La fouille opérationnelle : l’école afghane (2009-2011)
Durant l'engagement français en Afghanistan, le génie est l'acteur principal de la lutte contre les EEI. Placés sur les bords des routes, sur les points de passages obligés ou d'appui, ces engins sont d'une efficacité redoutable face à des armées occidentales disposant d'effectifs comptés et dont la mort des soldats trouve un écho démultiplié dans l'esprit des populations et des acteurs politiques. Ils deviennent l'atout numéro un des groupes armés terroristes face à des armées de plus en plus modernes et capables de dispenser un feu puissant et précis, et sont à l'origine de la moitié des pertes de la coalition (51 %), sans compter les innombrables blessés (7). Dès 2005, les retours d'expériences de la Task Force Arès, unité des forces spéciales françaises déployée dans le Helmand, soulignent le besoin de se doter d'outils de lutte contre les EEI. Le chef d'état-major des armées entérine la décision de créer une capacité expérimentale interarmées de fouille opérationnelle
début 2008, avec un objectif de projection de la première unité courant 2009. Entre septembre 2008 et mars 2009, la première capacité de FOS armée par le 17e Régiment de Génie Parachutiste (RGP) reçoit une formation de sept semaines à l'école du génie à Angers (8). Le détachement est envoyé en Afghanistan en avril. Après deux mandats de six mois réalisés par le 17e RGP et le 1er régiment étranger de génie, la fouille opérationnelle est officiellement pérennisée au sein de l'armée de Terre en mars 2010.
Entre avril 2009 et la fin de l'année 2011, six détachements sont projetés en Afghanistan. Rattachés comme éléments organiques de l'état-major de la Task Force La Fayette, ils sont sollicités pour participer aux opérations des divers éléments français (bataillons et compagnies interarmes, forces spéciales), mais aussi afghans (bataillons afghans faisant l'objet d'un accompagnement sous forme de mentorat opérationnel), en Kapisa et en Surobi. Les équipes, au nombre de deux, interviennent sur des objectifs ciblés, désignés par renseignements. Tous les objets sont saisis suivant une méthode empruntant aux techniques rigoureuses de collecte de preuves, dans le but de pouvoir livrer de nouveaux renseignements sur les talibans puis d'être utilisés comme pièces à conviction pour d'éventuelles actions en justice ultérieures. La fouille opérationnelle intervient en phase de prévention des explosions D'EEI. Elle attaque directement les réseaux qui se constituent pour permettre leur pose. En frappant en amont, elle empêche la survenue de l'explosion et permet d'identifier le spécialiste responsable de la fabrication de l'engin. Avec l'accélération du transfert de la Surobi et de la Kapisa aux troupes afghanes, la FOS est retirée du théâtre d'opérations en décembre 2011. Le génie conserve ces sections spécialisées au sein de chaque régiment.

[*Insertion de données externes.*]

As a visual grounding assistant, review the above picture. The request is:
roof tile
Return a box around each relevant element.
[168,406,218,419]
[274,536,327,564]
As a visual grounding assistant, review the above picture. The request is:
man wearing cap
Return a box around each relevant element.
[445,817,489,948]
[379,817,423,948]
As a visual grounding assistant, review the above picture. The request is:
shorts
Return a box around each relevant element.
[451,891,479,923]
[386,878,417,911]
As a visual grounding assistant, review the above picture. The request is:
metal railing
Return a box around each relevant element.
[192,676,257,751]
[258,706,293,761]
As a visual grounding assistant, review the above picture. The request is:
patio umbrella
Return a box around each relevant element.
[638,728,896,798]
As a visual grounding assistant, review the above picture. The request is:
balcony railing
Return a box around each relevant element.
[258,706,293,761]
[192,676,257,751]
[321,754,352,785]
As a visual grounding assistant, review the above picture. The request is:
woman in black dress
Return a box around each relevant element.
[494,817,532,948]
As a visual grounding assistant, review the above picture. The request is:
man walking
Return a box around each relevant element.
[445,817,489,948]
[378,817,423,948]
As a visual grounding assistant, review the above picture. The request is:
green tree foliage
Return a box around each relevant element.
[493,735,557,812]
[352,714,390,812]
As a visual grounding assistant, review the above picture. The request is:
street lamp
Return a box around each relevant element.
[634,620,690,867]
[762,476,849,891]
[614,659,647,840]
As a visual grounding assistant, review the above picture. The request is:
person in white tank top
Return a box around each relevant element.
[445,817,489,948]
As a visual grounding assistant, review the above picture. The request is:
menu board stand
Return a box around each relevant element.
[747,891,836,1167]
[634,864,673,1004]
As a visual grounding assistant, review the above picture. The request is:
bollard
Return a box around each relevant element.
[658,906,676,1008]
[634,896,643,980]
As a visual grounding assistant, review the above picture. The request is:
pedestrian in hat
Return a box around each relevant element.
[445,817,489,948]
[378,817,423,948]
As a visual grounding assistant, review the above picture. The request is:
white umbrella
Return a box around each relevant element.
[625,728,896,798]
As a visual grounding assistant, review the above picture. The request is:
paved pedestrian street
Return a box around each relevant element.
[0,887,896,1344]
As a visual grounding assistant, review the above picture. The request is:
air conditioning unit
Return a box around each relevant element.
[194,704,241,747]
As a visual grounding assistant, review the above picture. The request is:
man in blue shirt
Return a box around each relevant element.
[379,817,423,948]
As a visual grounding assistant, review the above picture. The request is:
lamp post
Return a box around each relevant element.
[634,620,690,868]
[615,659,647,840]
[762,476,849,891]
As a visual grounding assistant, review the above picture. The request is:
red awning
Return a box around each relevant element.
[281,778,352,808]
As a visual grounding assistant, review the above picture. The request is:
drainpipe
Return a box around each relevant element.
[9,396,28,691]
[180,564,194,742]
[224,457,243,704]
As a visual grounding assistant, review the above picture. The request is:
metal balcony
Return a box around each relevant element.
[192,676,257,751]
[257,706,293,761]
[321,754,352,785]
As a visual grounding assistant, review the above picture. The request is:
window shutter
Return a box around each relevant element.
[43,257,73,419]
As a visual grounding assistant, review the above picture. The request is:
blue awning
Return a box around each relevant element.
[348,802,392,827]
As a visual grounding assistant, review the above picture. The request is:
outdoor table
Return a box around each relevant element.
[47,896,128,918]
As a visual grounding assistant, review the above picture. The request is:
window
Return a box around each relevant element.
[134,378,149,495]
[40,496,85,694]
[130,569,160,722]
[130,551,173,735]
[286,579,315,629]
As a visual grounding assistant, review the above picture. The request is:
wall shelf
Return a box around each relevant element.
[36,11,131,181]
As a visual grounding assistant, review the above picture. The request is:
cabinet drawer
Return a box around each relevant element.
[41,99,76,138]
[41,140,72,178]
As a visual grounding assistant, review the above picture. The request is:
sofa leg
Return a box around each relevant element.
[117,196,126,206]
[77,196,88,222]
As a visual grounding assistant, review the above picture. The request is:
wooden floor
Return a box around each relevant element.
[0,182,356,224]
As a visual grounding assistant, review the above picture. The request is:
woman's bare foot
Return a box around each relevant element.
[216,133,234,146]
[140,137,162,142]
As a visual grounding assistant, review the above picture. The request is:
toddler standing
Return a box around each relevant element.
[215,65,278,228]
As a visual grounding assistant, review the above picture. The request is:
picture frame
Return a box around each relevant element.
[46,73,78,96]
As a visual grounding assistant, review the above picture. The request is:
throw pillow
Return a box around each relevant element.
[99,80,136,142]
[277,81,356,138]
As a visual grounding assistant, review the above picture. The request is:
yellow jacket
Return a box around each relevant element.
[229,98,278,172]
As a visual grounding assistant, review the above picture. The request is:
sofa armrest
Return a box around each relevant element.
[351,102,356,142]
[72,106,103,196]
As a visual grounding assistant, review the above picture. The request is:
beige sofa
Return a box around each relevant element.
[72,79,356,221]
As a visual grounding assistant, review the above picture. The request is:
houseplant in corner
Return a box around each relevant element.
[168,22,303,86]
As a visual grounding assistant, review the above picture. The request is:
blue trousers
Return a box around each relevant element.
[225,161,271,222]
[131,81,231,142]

Les emplois opérationnels actuels
La fouille opérationnelle est déployée aussi bien en opérations extérieures que sur le territoire national. Lors de l'opération « Serval » en janvier 2013, la fouille opérationnelle est pratiquée sur le terrain. Toutes les unités du génie déployées sur place pratiquent la FOC. Leurs missions consistent à fouiller les nombreuses caches des groupes armés djihadistes dispersées dans le désert, les montages et les habitations. En l'absence de chaîne complète de lutte contre les EEI et de laboratoire d'analyse, le recueil de renseignements par le biais de prélèvements n'est pas alors développé. L'utilisation par les groupes armés de caches et D'EEI en Bande Sahélo-saharienne (BSS) valide la pertinence pour les armées françaises d'être dotées de spécialistes de la lutte contre les réseaux. La FOS est de nouveau déployée dans le cadre de l'opération « Barkhane », pour un bilan mitigé.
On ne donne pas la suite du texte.